El decreto 327-13, mediante el cual el gobierno puso en
marcha el Plan Nacional de Regularización de Extranjeros, prohibió las
deportaciones durante la ejecución del programa. Este plan fue aprobado
por el gobierno para aliviar los efectos de la sentencia 168/13, con la
cual el Tribunal Constitucional estableció que a los hijos de
extranjeros ilegales no les corresponde la nacionalidad dominicana.
No hay discriminación
El
mandatario afirmó que se está construyendo un país sin exclusión y sin
discriminación, con verdadera igualdad y justicia social. También que se
está construyendo entre todos un país ordenado, riguroso y en el que
debe imperar el cumplimiento de la ley.
Dijo que durante décadas
el Estado dominicano arrastró serias deficiencias institucionales y
legales en materia de migración.

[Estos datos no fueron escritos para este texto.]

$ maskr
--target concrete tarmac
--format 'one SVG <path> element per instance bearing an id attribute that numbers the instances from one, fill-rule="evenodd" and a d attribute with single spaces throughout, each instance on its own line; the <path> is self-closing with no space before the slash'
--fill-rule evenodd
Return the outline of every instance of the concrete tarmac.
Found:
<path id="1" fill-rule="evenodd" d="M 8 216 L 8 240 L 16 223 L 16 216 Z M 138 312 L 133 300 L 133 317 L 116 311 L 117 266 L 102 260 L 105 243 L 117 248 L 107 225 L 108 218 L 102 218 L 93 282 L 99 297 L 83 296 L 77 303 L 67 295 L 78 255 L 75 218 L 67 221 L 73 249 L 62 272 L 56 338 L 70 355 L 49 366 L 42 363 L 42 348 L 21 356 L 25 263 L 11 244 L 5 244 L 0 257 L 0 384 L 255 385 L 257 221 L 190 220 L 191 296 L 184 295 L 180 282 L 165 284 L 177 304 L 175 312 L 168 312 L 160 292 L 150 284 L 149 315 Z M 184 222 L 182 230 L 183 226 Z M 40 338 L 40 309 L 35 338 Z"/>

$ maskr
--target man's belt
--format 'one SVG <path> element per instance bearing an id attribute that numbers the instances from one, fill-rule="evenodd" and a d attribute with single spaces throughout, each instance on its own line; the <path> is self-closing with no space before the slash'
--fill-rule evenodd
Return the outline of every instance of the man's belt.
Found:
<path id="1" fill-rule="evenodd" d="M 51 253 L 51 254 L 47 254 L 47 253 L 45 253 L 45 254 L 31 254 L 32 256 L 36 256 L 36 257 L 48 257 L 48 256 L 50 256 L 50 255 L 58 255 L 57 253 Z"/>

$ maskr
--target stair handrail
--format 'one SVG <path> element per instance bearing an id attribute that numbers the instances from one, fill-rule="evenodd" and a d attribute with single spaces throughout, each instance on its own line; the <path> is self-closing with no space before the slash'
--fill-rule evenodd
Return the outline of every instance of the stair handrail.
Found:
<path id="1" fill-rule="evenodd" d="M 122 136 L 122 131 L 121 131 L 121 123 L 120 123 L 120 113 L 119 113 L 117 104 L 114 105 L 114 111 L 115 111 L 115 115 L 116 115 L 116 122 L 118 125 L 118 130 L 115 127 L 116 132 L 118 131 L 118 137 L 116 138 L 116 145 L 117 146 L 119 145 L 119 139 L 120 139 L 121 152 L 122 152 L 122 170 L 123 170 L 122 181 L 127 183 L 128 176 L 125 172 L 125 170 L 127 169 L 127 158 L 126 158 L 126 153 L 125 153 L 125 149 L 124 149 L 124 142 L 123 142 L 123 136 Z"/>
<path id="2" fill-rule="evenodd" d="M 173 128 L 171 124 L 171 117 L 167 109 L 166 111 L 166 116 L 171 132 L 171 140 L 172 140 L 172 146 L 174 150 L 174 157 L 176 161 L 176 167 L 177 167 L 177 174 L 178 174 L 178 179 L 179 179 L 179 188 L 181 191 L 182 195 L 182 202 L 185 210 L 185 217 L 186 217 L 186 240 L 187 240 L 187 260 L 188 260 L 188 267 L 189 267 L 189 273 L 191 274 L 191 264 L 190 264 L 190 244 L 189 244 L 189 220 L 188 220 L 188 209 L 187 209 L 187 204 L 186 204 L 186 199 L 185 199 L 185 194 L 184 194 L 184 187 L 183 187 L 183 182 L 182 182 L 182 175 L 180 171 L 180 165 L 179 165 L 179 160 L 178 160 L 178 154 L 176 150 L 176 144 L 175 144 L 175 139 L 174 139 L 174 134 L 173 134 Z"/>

Señaló que los problemas se fueron
acumulando, sin que ningún gobierno ordenara el sistema migratorio de
manera permanente.
Rememoró que en 1966, el entonces presidente
Joaquín Balaguer señalaba la falta de una política inmigratoria
inspirada en los intereses de la República. Puntualizó que conscientes
de esa necesidad, decidió actuar con responsabilidad y poner en marcha
el plan de regularización y documentación, el cual calificó como el más
ambicioso que se haya realizado no solo en el país sino en todo el
continente. Enfatizó que decidió asumir el tema migratorio como un
asunto esencial para el presente y futuro del país.